If the algorithm determines that the page is unlikely to become one of the most relevant answers for any search, the page isn't included in the current search database.

Thus, not all the indexed documents can be seen in the Yandex search results. The removal of the page from the search database doesn't affect the page or the site traffic, because this page wouldn't appear in the search anyway.

In addition, Yandex continues reindexing and analyzing these documents in the same way as others. If at some point the algorithm reveals that the page can get into the search results, it will be added to the search engine database.

What is a page duplicate?

Page duplicates are site pages that have identical content but different URLs.

For example:

  • http://example.com and http://example.com/index.php/,
  • http://example.com/page/ and http://example.com/page.

If both pages are indexed by the Yandex robot, the indexing system groups them as duplicates. Only one of the pages is listed in the search results.

There are many reasons why duplicate pages may come up:

  • Natural reasons (for example, if a page with a product description is available in several categories of an online store).
  • Issues related to incorrect site structure.

To have the right page in the search results, we recommend that you indicate it for the Yandex robot. Here's how you can do it:

My site has moved (the URL changed). What should we do?

If the old and new site pages are exactly the same, the server should respond with a 301 error (“Moved Permanently”) when the old page is requested . The Location field should contain the new site's URL. If the old site has been shut down, you can speed up its removal from the index by filling in this form: Remove URLRemove URL.

You are trying to download confidential information from our server. What should we do?

The robot takes links from other pages. This means that that some other page contains links to confidential sections of your site. You can either protect them with a password or disallow indexing by the Yandex robot in the robots.txt file.
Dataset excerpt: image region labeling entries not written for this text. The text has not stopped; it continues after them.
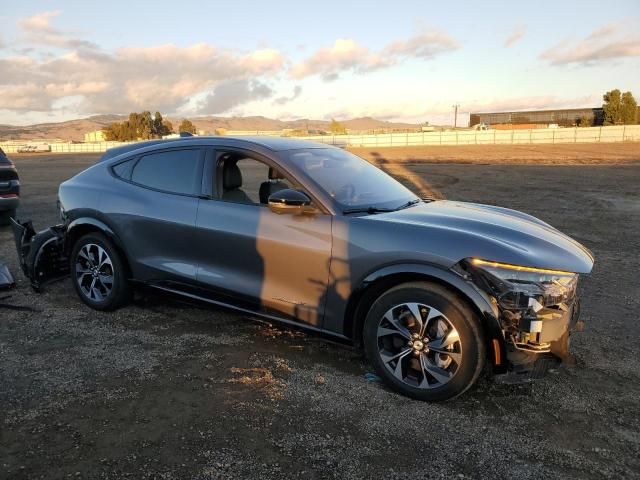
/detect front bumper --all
[0,194,20,211]
[11,219,70,291]
[496,297,584,383]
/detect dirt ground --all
[0,145,640,479]
[350,142,640,165]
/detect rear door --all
[100,147,204,282]
[196,148,332,327]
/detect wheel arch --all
[65,217,131,277]
[343,264,506,371]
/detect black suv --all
[0,148,20,225]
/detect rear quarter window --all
[0,148,11,165]
[129,149,201,195]
[111,159,135,180]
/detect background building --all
[84,130,106,143]
[469,108,604,129]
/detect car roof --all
[98,135,333,162]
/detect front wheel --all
[70,233,131,310]
[363,282,485,401]
[0,208,16,225]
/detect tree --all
[152,112,173,138]
[178,118,196,133]
[102,111,173,142]
[602,88,638,125]
[329,118,347,135]
[621,92,638,125]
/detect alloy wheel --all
[377,303,462,389]
[75,243,113,302]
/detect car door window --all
[131,149,201,195]
[217,153,295,205]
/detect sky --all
[0,0,640,125]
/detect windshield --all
[288,148,417,209]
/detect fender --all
[345,263,506,371]
[65,217,126,253]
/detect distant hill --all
[0,115,126,141]
[0,115,418,141]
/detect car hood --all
[366,200,593,273]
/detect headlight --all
[466,258,578,311]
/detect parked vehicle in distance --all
[14,137,593,401]
[0,148,20,225]
[18,143,51,153]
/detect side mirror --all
[269,188,315,215]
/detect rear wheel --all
[70,233,131,310]
[363,282,485,401]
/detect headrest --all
[269,167,284,180]
[222,161,242,190]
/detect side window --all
[131,149,200,195]
[218,153,292,205]
[112,159,135,180]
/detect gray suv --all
[14,137,593,401]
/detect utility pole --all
[451,103,460,130]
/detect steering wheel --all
[335,183,356,202]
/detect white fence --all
[301,125,640,147]
[0,125,640,153]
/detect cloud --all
[289,30,459,81]
[197,79,273,115]
[382,30,460,59]
[18,10,97,48]
[0,11,285,113]
[539,22,640,66]
[273,85,302,105]
[503,26,527,47]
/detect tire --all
[363,282,485,402]
[0,208,16,225]
[69,233,132,311]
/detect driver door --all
[196,149,332,327]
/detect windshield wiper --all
[342,206,396,215]
[394,198,422,211]
[342,198,422,215]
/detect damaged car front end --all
[455,258,583,382]
[11,219,69,291]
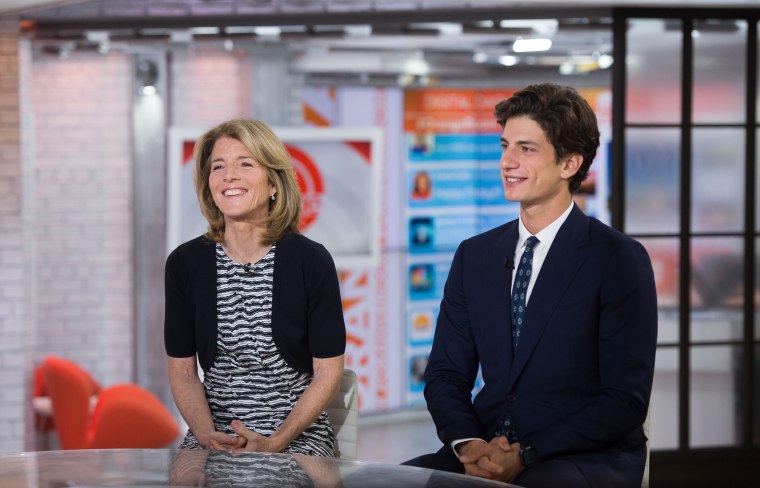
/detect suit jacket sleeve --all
[425,241,486,443]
In both cases, the robot won't download confidential information.

How do I protect myself from the fake robots that pretend to be the Yandex robots?

To protect yourself against fake robots, use the reverse DNS lookup filter. This method is preferable to managing access by IP addresses, as it is more resistant to changes in the Yandex internal networks.

Is it a problem if my server doesn't provide the last-modified values? I tried to set it up, but I couldn't make it work.

Your site will still be indexed even if your server doesn't provide last-modified document dates. However, you should keep in mind the following:

  • The date won't be displayed in the search results next to your site pages.

  • Most users won't see your site if they sort the search results by date.

  • The robot won't know if a site page has been updated since it was last indexed. Modified pages will therefore be indexed less often, given that the number of pages the robot gets from a site each time is limited.

My server doesn't send the encoding. Is that a problem? I tried to set it up, but I couldn't make it work.

The Yandex robot can determine document encoding. If the encoding is missing in server headers, it doesn't prevent the robot from indexing the site.

My site uses frames. Yandex displays links to internal site frames in the search results. All navigation is unavailable because it's in a different frame. What should we do?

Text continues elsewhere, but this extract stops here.